If you need to ask someone how this software works and what it’s all about, go to the tester. The tester has the big picture.
- Kari Kakkonen
Enable: Quality culture is a matter for the boss
The most important principle is E for Enable. Leadership creates the conditions under which good testing and good learning can take place. This includes talking about problems and learning from mistakes instead of assigning blame, on a daily basis.
The higher the level, the more important the repeated commitment becomes: testing is important, quality counts. No one expects a CEO to test practically. But he should talk about testing and quality and not delegate it to a single team.
Adapt to risk: more testing where the risk is high
Tests are adapted to risk. More testing in areas of high risk. This is the simple rule behind the second A.
Diversity: not the one best tool
Testing needs to be diverse, in every way. Different test methods, different approaches, different people, multiple vendors, multiple environments.
The frequent manager question about the one best option is misleading. There is no one best tool and no one approach for everything. Different perspectives complement each other, and only then can good quality be achieved.
Here is an example: If you stand in a cave with a flashlight and point it at one spot, you will see exactly that spot. He does not see the cave. It takes several angles to create the complete picture.
Why CTOs are worse at explaining testing than code
A common symptom clearly shows the deficit. If you ask a CTO what is tested in the company, the answer is often vague: probably test automation, a few reviews. That’s a start, but it’s not enough.
If you ask the same person what the developers or architects do, the answers will be more precise. They know that code is written, that version management is used, that there is Python somewhere and Java elsewhere.

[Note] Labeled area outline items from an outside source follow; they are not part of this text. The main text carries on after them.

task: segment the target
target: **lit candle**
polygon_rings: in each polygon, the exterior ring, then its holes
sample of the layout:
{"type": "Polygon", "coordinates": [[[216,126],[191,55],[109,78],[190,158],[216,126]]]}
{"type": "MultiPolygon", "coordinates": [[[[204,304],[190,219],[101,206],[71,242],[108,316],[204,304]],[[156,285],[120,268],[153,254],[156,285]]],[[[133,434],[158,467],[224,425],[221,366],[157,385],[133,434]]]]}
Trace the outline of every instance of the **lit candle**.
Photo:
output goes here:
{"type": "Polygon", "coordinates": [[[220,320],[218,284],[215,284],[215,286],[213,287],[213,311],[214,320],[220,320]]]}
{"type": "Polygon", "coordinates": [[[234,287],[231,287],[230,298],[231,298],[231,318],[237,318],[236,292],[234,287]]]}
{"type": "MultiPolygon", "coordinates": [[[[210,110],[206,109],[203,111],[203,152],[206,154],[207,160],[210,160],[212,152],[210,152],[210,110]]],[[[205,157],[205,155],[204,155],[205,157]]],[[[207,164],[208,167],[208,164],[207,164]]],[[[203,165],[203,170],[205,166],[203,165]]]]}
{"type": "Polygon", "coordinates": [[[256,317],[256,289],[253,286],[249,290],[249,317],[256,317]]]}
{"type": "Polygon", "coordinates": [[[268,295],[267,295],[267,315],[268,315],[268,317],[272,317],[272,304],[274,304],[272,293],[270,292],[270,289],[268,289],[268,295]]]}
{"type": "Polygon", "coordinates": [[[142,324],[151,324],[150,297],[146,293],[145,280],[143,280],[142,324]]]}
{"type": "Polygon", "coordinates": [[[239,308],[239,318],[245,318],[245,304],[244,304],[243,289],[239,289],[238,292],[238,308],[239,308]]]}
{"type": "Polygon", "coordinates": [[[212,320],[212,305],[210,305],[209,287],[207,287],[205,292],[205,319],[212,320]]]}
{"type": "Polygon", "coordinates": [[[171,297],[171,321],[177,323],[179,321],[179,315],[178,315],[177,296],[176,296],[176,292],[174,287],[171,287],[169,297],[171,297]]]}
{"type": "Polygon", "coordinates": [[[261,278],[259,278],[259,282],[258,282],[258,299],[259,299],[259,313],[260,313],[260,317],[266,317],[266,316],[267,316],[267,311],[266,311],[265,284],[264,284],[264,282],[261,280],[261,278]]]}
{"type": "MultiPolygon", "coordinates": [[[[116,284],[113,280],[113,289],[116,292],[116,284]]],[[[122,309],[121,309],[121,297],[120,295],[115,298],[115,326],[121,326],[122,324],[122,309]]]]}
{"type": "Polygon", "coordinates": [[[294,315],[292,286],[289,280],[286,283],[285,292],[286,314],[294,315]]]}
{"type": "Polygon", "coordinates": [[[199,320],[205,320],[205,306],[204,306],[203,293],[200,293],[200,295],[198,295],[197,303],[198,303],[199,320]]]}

When it comes to testing, the answer remains vague.
This does not demonstrate unwillingness, but a lack of test knowledge at a higher level. And that is exactly what can be remedied.
How a manual for the CXO level is structured
The “Software Testing Leadership Handbook” written by Kari and his co-author Marko Rytkönen goes much deeper than the eight letters. In just under 300 pages, it bundles together everything managers need to know about testing.
The structure is based on questions rather than chapters. Those looking for answers often don’t know exactly what they need, but have a question. How do I make testing more diverse? How do I deal with test phases? How do I find testers? In this way, a busy manager finds the entry point via their specific concern, reads the summary and only delves into what concerns them.
How to go about testing was deliberately omitted. When writing, it was noticeable that parts became too technical and drifted towards testers. About half of the chapters were deleted because they did not fit the mindset and needs of the CXO level. Written for senior management, the book ultimately also works for test managers, testers and IT students who want to learn the basics.